МОНЕТА или О-ХО-ХО   и  О-ГО-ГО

   Пришлось мне в яркий, солнечный, незатрёпанный  слякотями и  длинными осенними дождями денёк, когда солнце, словно рассыпалось на горячие лучи, которые сплошным потоком, разгребая холодный Космос, катились к земле, обогревая её теплом,   проходить мимо  одноэтажного здания, упакованного в стены,  отливавшие мраморным, чёрным блеском. Заглядывать  в него я не стал. А зачем? Если внешность такими чудесами отбивается и на глаза наворачивается,  то внутри красоты сказочные или тишина могильная, пробираясь через которую думаешь, что лучше быть маленьким человеком и лежать под холмиком с деревянным крестом, чем великим, потому что великого не оставляют в покое даже тогда, когда его жизнь замкнулась.  

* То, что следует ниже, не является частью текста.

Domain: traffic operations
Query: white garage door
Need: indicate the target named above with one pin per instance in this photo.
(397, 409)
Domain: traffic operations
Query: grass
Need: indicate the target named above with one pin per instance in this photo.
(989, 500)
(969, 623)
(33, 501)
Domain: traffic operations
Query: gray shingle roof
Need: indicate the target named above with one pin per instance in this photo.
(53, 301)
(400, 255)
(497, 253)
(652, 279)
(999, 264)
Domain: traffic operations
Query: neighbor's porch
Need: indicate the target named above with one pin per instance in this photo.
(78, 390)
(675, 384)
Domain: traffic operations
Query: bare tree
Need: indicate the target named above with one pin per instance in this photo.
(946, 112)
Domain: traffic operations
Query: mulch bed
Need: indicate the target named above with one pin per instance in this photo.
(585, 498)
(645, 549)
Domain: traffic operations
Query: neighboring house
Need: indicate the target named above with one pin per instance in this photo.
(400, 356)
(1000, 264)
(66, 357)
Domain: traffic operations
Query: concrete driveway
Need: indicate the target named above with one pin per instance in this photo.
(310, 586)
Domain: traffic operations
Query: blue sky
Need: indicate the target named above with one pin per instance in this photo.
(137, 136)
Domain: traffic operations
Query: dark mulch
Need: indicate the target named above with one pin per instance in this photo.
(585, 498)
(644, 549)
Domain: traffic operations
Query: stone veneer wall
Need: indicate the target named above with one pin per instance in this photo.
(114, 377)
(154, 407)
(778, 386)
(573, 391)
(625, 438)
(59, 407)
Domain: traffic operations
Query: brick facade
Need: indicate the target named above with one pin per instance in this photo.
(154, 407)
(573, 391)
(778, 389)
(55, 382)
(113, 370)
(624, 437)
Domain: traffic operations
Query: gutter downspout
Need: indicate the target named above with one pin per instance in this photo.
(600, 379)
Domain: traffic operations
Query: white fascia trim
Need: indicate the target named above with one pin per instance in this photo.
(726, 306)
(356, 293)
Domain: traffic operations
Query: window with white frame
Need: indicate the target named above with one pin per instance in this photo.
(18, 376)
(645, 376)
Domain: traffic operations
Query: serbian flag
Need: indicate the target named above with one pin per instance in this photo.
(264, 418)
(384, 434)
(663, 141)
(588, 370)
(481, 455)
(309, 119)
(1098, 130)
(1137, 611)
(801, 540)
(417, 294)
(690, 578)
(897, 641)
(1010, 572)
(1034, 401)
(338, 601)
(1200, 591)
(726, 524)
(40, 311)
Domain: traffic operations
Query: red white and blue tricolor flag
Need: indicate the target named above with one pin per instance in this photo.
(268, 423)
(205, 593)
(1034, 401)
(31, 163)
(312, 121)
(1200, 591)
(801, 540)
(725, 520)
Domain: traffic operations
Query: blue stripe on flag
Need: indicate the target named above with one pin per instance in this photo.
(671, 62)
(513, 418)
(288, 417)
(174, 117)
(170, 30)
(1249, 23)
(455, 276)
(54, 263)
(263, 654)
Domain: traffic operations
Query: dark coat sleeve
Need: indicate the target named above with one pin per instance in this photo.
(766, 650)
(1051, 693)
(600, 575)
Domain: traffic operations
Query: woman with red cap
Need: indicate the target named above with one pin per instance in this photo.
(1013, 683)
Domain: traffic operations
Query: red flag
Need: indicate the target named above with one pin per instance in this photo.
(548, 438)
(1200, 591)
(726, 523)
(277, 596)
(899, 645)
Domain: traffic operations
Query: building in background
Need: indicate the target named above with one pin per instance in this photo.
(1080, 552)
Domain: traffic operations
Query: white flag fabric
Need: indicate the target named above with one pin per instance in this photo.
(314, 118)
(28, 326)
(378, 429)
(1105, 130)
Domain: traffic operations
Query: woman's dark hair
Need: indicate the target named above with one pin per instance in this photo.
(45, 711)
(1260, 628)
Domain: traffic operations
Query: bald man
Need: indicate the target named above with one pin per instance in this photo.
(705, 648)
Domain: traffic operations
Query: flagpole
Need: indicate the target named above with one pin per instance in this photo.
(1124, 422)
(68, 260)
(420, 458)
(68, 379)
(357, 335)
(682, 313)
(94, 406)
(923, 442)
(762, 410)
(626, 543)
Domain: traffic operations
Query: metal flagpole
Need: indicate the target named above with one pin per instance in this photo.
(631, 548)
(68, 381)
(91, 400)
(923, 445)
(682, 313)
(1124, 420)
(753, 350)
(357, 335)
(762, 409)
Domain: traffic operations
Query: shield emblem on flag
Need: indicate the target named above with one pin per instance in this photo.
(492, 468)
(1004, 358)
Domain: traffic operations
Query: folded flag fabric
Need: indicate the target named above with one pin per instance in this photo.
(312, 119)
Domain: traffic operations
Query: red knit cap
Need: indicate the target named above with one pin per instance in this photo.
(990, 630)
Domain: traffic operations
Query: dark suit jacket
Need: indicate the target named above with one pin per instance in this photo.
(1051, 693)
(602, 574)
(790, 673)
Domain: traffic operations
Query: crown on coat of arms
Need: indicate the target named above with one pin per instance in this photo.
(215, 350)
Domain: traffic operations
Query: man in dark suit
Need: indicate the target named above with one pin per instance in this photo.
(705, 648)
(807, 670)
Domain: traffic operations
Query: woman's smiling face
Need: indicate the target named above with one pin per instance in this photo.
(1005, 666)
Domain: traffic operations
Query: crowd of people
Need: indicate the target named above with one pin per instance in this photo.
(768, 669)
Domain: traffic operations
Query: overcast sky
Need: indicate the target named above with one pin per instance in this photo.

   Посмотрел я на это здание, хлынул свет на меня от огромных, европейских окон, ступенек белокаменных и захотелось мне прорубить светлое окошко в потемневшей душе, загрузить её сим зданием, похожим на дворец царский, чтобы отвлечься от чёрных мыслей. Это такие тараканы, которые руками не выгребешь и как клопов не пощёлкаешь.  Залезли они в мои мозги, когда откатилась от меня жизнь большая, как в щёлку провалилась, а в щели той  зависли сын и невестка на игле, и, как я не пытаюсь, никак их оттуда со всеми российскими законами и их творцами -  сдёрнуть не могу.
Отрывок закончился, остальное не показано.